To make download the sequencing data more convenient, we mirrored the SRA data on OSF for batch download:

# Clone code and required data from repo
git clone https://github.com/phiweger/adaptive
cd adaptive

# Download raw sequencing data from OSF project https://osf.io/8p9t4/
pip install osfclient
osf -p 8p9t4 clone
mv 8p9t4/osfstorage/sequencing .
# This should create a folder "sequencing" that contains the raw seq data.
  • A2 .. Raoultella ornithinolytica
  • B1 .. Citrobacter freundii (same as A1, not used here)
  • B2 .. Citrobacter amalonaticus

Putative horizontal gene transfer

Pairwise align isolate genomes and MAGs and parse all genes longer than 1 kb and 99% sequence identity.

from glob import glob
from itertools import combinations, islice
import subprocess
import os
from pathlib import Path

import screed
from tqdm import tqdm


assemblies = [Path(f'assemblies/{i}.fna') for i in ['A2', 'B1', 'B2']]
d = {i.name.replace('.fna', ''): str(i.resolve()) for i in assemblies}

bins = Path('metagenome/MAGs_uncultured/')
d2 = {i.name.replace('.fa', ''): str(i.resolve()) for i in bins.glob('*.fa')}
d2 = {k.replace('.', '_'): v for k, v in d2.items()}
d.update(d2)


# Pairwise genome alignment
p = Path('tmp/')
p.mkdir(parents=True, exist_ok=True)

for i, j in tqdm(combinations(d, 2)):
    name = f'{i}__{j}'  # dunder
    print(name)
    subprocess.run(['nucmer', '-p', f'tmp/{name}', d[i], d[j]])

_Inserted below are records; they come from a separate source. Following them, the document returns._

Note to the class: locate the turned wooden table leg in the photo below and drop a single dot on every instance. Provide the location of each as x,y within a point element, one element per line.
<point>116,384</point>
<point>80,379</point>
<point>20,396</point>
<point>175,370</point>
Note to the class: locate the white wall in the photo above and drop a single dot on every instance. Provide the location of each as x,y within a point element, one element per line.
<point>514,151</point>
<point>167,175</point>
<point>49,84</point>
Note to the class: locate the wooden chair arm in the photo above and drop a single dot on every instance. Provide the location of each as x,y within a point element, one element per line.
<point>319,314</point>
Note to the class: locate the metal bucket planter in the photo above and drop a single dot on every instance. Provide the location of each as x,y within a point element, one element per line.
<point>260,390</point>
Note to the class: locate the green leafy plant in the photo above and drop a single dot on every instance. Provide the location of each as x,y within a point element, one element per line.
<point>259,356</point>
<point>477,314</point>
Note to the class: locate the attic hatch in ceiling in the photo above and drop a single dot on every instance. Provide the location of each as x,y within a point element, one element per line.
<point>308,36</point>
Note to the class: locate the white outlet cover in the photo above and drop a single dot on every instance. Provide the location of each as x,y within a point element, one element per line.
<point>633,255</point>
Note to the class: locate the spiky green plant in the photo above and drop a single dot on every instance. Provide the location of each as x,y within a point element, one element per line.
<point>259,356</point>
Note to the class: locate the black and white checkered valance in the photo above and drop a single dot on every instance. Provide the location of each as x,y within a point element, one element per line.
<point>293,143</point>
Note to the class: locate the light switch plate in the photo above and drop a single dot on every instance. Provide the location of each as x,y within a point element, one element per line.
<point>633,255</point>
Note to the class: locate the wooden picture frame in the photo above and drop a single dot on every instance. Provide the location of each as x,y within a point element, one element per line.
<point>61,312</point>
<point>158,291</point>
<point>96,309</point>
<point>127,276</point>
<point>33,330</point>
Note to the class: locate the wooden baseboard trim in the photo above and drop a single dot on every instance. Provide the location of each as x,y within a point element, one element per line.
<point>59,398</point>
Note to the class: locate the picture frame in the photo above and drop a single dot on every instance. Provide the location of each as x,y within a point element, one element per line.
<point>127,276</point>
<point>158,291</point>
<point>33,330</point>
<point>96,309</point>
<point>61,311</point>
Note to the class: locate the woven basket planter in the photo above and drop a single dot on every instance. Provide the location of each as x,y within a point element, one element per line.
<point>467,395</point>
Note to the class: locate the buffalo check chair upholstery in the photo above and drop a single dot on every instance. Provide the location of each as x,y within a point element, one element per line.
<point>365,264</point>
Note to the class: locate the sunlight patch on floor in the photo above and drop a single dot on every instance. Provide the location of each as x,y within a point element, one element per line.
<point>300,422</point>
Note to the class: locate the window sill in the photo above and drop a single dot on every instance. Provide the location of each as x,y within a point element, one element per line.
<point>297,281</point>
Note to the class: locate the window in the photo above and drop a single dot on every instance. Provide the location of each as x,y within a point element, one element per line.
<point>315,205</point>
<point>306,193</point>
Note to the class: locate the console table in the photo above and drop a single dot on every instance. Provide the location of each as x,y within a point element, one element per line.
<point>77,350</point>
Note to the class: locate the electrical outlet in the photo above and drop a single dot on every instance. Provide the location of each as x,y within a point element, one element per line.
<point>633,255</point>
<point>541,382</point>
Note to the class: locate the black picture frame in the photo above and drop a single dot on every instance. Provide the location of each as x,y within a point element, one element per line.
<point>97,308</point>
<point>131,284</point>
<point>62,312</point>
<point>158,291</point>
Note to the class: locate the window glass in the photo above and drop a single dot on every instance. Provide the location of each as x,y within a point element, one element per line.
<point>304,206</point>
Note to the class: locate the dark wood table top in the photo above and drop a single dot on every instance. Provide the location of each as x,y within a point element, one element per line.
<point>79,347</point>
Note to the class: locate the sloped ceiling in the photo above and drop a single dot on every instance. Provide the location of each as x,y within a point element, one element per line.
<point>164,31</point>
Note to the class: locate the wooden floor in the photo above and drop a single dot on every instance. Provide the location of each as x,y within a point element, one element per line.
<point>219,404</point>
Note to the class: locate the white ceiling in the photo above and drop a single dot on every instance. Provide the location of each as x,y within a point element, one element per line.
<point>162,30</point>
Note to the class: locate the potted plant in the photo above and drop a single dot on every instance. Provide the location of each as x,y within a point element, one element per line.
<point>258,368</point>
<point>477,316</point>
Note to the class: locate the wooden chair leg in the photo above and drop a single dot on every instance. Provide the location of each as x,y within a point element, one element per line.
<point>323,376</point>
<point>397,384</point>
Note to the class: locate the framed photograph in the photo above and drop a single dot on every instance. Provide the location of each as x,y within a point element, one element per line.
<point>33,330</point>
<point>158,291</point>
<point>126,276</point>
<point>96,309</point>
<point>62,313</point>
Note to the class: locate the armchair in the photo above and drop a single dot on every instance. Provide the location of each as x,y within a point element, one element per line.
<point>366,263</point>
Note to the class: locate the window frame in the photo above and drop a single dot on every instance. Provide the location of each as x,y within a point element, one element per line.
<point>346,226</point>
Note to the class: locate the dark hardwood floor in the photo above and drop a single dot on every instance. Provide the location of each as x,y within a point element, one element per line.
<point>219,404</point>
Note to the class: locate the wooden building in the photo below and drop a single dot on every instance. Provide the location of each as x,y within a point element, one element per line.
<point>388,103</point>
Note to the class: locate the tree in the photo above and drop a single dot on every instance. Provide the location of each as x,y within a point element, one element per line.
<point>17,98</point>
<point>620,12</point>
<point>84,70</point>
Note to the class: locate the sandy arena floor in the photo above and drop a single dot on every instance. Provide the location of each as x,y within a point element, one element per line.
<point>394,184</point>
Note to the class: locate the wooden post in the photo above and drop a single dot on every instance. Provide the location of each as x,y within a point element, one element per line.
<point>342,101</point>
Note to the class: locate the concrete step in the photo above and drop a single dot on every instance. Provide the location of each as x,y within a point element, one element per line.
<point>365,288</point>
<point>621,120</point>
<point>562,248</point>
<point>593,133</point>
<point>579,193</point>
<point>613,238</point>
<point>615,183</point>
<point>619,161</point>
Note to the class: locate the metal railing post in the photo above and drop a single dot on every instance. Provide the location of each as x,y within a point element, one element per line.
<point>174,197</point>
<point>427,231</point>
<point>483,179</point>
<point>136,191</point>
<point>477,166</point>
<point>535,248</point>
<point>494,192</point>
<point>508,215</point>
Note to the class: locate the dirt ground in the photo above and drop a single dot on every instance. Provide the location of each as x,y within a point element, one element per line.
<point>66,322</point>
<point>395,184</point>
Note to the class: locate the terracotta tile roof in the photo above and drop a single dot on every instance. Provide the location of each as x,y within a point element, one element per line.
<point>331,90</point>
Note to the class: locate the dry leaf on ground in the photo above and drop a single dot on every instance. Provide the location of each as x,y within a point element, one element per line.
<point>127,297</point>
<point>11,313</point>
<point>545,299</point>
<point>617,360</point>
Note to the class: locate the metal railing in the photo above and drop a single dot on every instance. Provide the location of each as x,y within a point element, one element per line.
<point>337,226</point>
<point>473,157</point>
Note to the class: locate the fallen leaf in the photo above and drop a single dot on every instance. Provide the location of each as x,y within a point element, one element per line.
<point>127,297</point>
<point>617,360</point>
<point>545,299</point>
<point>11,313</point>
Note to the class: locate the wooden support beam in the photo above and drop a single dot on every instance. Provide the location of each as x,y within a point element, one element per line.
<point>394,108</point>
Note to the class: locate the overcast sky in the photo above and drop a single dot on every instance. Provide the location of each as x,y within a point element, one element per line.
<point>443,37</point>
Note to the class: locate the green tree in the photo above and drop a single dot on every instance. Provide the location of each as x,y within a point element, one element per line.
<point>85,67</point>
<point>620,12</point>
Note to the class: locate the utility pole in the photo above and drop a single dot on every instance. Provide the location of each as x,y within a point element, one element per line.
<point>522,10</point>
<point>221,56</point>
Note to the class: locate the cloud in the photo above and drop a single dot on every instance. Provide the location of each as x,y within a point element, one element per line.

Now retrieve all shared elements with a minimum:

  • alignment nucleotide identity (0.999)
  • alignment length (1 kb)
# stackoverflow.com/questions/965053
for i in $(find tmp -name '*.delta'); do
    filename=$(basename -- "$i")
    name="${filename%.*}"
    echo $name
    
    dnadiff -p tmp/${name} -d $i
    # Create a bed for all shared entries with a homology > 99.9%
    cut -f1,2,7,12 tmp/${name}.mcoords | \
    awk -v 'OFS=\t' '{print $4,$1,$2,$3}' | \
    awk '$4>=99.9' > tmp/${name}.bed
done
from glob import glob
from itertools import product
import os

import numpy as np
import pandas as pd

import matplotlib
import matplotlib.pyplot as plt


# params
minlen = 1000


files = glob('tmp/*.bed')
m = {}  # matrix

for i in files:
    c1, c2 = os.path.basename(i).replace('.bed', '').split('__')
    try:
        df = pd.read_csv(i, sep='\t', header=None)
        cnt = 0
        for _, j in df.iterrows():
            if j[2] - j[1] > minlen:
                cnt += 1
        m[(c1, c2)] = cnt

    except pd.errors.EmptyDataError:
        m[(c1, c2)] = 0
        continue


ix = sorted(set([item for sublist in m.keys() for item in sublist]))
M = np.zeros([len(ix), len(ix)])

for n, i in enumerate(ix):
    for c1, c2 in product([i], ix):
        if not c1 == c2:
            try:
                M[n, ix.index(c2)] = m[(c1, c2)]
            except KeyError:
                M[n, ix.index(c2)] = m[(c2, c1)]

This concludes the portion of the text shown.